Irish emigrants may have no right to vote from abroad, but many are not letting that stop them from casting a ballot in today’s referendums.
At 2pm this afternoon, 48,000 tweets using the #HomeToVote hashtag had been posted on the social media site in the previous 24 hours, as people travelling back to Ireland to vote from as far away as Canada, Australia, Africa and Asia shared photos and messages. (UPDATE: this figure was increased to 72,000 in 24 hours between 5pm Thursday and 5pm Friday).
While it is impossible to quantify exactly how many emigrants made the journey back to Ireland in recent days to vote in the same-sex marriage and presidential age referendums, Joey Kavanagh of Get the Boat 2 Vote campaign said the number could be in the thousands.
“We are all really heartened by all the activity on social media, seeing all the photos and tweets from people who we hadn’t counted on to come home to vote. There are people pouring into Dublin Airport with Yes Equality badges on.

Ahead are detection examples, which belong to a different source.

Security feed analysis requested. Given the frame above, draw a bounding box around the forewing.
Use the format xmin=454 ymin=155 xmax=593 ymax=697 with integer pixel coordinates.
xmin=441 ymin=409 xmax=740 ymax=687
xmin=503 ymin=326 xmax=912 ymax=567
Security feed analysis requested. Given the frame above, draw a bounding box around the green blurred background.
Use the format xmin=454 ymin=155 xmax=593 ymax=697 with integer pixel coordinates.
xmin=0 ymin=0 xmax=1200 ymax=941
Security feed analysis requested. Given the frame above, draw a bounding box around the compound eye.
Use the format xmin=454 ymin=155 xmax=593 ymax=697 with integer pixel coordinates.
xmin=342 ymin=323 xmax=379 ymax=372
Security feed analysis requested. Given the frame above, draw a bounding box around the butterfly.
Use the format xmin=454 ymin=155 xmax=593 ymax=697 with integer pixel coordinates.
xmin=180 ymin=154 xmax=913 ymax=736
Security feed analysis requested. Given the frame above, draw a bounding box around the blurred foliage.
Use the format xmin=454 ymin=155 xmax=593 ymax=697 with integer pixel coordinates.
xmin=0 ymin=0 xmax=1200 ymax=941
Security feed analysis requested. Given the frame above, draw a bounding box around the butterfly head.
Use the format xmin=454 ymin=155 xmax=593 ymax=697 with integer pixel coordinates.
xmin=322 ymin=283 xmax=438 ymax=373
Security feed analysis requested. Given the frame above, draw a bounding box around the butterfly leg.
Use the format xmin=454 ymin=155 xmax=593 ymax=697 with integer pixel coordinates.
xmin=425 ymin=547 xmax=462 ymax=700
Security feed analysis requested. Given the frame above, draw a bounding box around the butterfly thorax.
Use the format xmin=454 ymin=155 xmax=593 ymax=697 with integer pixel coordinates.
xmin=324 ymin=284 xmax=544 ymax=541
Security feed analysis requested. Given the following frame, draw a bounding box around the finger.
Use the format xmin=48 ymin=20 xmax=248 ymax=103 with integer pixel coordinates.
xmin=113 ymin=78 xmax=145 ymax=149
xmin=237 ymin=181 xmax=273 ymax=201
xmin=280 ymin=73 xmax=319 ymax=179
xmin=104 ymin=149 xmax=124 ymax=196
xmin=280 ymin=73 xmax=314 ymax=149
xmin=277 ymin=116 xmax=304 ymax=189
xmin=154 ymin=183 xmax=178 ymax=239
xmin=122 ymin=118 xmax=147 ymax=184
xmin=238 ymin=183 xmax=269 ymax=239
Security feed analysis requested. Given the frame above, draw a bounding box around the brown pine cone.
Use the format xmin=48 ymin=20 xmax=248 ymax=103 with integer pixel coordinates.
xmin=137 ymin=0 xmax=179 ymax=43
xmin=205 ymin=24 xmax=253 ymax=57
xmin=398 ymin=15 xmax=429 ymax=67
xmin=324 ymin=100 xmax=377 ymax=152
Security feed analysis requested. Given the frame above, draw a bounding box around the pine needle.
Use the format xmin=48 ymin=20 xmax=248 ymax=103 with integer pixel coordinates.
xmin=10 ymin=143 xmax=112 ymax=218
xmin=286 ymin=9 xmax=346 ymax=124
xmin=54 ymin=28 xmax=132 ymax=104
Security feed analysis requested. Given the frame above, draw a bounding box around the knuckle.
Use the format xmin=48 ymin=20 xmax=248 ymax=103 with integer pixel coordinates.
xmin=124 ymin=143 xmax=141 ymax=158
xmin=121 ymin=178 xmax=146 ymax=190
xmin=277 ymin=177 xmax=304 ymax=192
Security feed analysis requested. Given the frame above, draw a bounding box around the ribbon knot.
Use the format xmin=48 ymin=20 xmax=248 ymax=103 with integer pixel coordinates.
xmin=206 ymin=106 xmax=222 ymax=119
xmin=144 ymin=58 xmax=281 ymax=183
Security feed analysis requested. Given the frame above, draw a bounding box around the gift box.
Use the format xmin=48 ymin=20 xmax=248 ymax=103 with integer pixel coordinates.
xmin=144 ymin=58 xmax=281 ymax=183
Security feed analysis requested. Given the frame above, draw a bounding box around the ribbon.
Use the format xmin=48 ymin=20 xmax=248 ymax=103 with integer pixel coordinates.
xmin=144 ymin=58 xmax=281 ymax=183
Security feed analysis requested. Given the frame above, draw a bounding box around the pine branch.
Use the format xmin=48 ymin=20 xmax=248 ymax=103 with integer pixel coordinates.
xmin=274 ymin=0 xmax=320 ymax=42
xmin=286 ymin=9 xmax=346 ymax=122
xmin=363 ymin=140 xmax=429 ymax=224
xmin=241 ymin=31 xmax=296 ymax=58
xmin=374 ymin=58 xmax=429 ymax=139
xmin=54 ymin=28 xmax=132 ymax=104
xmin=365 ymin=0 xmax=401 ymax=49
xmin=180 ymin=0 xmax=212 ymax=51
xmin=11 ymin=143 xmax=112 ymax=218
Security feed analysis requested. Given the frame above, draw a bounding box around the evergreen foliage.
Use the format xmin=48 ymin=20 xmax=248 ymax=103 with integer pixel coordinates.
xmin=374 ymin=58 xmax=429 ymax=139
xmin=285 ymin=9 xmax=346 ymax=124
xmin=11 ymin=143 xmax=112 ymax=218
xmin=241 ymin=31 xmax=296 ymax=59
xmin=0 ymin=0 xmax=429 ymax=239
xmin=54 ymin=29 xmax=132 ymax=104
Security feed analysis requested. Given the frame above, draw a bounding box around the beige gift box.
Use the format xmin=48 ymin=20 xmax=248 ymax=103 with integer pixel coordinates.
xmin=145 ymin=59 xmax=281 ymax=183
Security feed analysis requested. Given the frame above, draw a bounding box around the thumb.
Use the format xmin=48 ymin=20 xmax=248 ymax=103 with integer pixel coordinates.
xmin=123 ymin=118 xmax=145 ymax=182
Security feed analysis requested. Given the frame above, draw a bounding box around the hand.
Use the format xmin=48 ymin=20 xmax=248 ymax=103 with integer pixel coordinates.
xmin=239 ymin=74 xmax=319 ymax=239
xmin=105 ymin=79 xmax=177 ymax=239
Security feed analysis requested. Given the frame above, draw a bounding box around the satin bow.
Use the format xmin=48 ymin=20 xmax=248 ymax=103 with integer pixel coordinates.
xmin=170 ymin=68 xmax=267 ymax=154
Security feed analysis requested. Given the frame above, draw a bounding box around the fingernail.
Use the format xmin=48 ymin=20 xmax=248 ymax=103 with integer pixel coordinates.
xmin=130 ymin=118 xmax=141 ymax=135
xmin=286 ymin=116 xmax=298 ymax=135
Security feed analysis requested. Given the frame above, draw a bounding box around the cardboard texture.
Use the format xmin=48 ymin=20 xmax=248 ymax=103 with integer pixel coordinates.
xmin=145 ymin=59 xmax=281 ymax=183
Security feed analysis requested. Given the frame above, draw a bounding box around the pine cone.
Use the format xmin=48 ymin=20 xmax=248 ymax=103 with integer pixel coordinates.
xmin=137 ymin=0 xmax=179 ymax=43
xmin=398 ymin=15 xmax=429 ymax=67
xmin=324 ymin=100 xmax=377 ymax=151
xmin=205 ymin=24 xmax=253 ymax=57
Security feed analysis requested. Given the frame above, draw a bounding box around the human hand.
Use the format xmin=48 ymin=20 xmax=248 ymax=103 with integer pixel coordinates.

We’ve been getting amazing messages from people coming from all over the world,” he said.
Under Irish electoral law, Irish citizens are only allowed to vote for 18 months after they move abroad, and must travel back to Ireland to cast their ballot.
Worried that these restrictions would prevent the majority of recent emigrants from having their say in the same-sex marriage referendum, the 28-year-old arts administrator, who has been living in London since last summer, set up the campaign in February to encourage emigrants to travel home.
Mr Kavanagh left Euston station in London on a train bound for Holyhead at 9am this morning with a group of 30 other Irish, which will arrive in Dublin less than five hours before the polls close this evening.
“Hopefully it will mobilise people still living at home to get out and vote, when they see the effort people living abroad are putting in to get home and have their say.”
Mark Govern, a 31-year-old working in finance in Sydney, arrived back to Tallaght in Dublin last night after spending €1,200 on flights to make the 35,000km round trip via Dubai to vote.
He took a career break last August to spend a year travelling and working in Australia. He hadn’t planned to visit Ireland before he moves home for good at the end of the summer, but when the referendum was called, he knew he had to make the journey.
“For the past eight years I have been involved in the Marriage Equality campaign in Ireland, and with GLEN (the Gay and Lesbian Equality Network). If I was at home I would have been really involved in the campaign, putting up posters and canvassing, but all I’ve been able to do from Australia is watch and comment on social media. I’ve been glued to the coverage online,” he said.
“It is a momentous occasion in Ireland, a once-in-a-generation chance for equality for the LGBT community, so I had to come back for it. I am confident that it will pass, and I want to be there with my friends and family to celebrate the result on Saturday.”
James Kelly, a 24-year-old PR consultant from Wexford who flew home from New York last weekend to vote Yes, said the marriage referendum was of huge personal consequence to him as a gay man.
“The result of the marriage equality referendum is hugely significant to my future in Ireland. I honestly don't know if I can live in a country that has proclaimed me unequal by popular vote,” he said.
“I came home to vote because I want to see a more equal, more accepting Ireland for LGBTQ people of all ages.”
Siomha Brock, a 27-year-old musician from Co Clare, travelled back from Vancouver on Wednesday to vote because the referendum is "an important chance to change our society".
“It’s more than just about marriage; it is an opportunity to open our arms to the LGBT community. My partner and I want to be seen as equal in our home country,” she said.
After organising the #BeMyYes social media campaign in recent weeks, encouraging Irish people abroad to post photos of themselves carrying #BeMyYes signs for a YouTube video which went viral, Ms Brock has spent the past few days canvassing around her hometown in Ennis.
“It has been a long couple of days, the jet lag has hit me very badly. But it was good to finally get to the polling station and vote, and I’m looking forward to the result.”